LITTLE BLUE IVY TEETERING AROUND ON A DAMN YACHT

BLUE IVY TESTS HER SEA LEGS ABOARD JAY-Z's YACHT

Is it wrong to be obsessively, insanely jealous of perfectly sweet, innocent toddlers? It isn't? Great! Because I am literally powerless before the bubbling volcano of envy that erupts inside of me every time I see a photo of some clueless baby who is living the life I should be living, through no stellar accomplishment on their part other than simply exiting an A-lister's birth canal.
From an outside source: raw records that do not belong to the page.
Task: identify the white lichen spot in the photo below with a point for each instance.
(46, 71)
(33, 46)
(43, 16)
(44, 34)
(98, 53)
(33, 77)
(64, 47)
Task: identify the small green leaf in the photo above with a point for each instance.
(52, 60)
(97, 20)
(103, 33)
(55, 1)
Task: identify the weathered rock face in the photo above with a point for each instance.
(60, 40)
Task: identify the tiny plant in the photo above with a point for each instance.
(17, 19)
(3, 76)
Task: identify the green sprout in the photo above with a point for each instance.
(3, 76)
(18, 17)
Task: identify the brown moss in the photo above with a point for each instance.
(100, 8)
Get a load of these pictures of Blue Ivy (Pedigree: Sired by Jay-Z, delivered unto us by Beyonce) toddling around on a luxury yacht and Harper (Pedigree: Sired by Becks, delivered unto us by Posh), being fed something, anything, could be crack pudding for all I know, who friggin' cares WHAT it is, it's being bottle-fed to her by the chiseled, tatted arms of David goddam Beckham! It's an outrage! A disgrace! An abomination!
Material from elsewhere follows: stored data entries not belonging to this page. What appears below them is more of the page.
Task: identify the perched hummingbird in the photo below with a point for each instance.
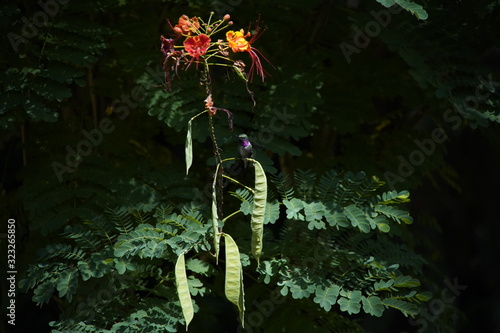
(245, 149)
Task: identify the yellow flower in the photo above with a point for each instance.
(237, 42)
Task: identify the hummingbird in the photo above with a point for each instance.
(245, 150)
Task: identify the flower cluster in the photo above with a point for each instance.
(199, 46)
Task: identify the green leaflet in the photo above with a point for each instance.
(183, 290)
(409, 5)
(259, 210)
(189, 147)
(233, 287)
(373, 305)
(67, 283)
(357, 218)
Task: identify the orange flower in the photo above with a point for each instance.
(237, 42)
(196, 46)
(187, 25)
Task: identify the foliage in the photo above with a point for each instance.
(118, 221)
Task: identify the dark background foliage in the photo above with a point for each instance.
(98, 60)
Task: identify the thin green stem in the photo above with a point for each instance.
(230, 215)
EDITOR'S NOTE: I apologize on behalf of everyone, everywhere, for that rant up there. They're just innocent  children, for God's sake.
MY NOTE: DO YOU THINK BLUE IVY EVEN KNOWS SHE'S ON A YACHT? She could be on a sticky  flophouse carpet for all she knows or cares! It's not fair! It's ... *thwack!!!* Z-Z-Z-Z-Z-Z-Z-Z-Z-Z-Z-Z-Z-Z
EDITOR'S NOTE: *flexes wrist, winces* Whew. It's getting harder and harder to knock this bitch out.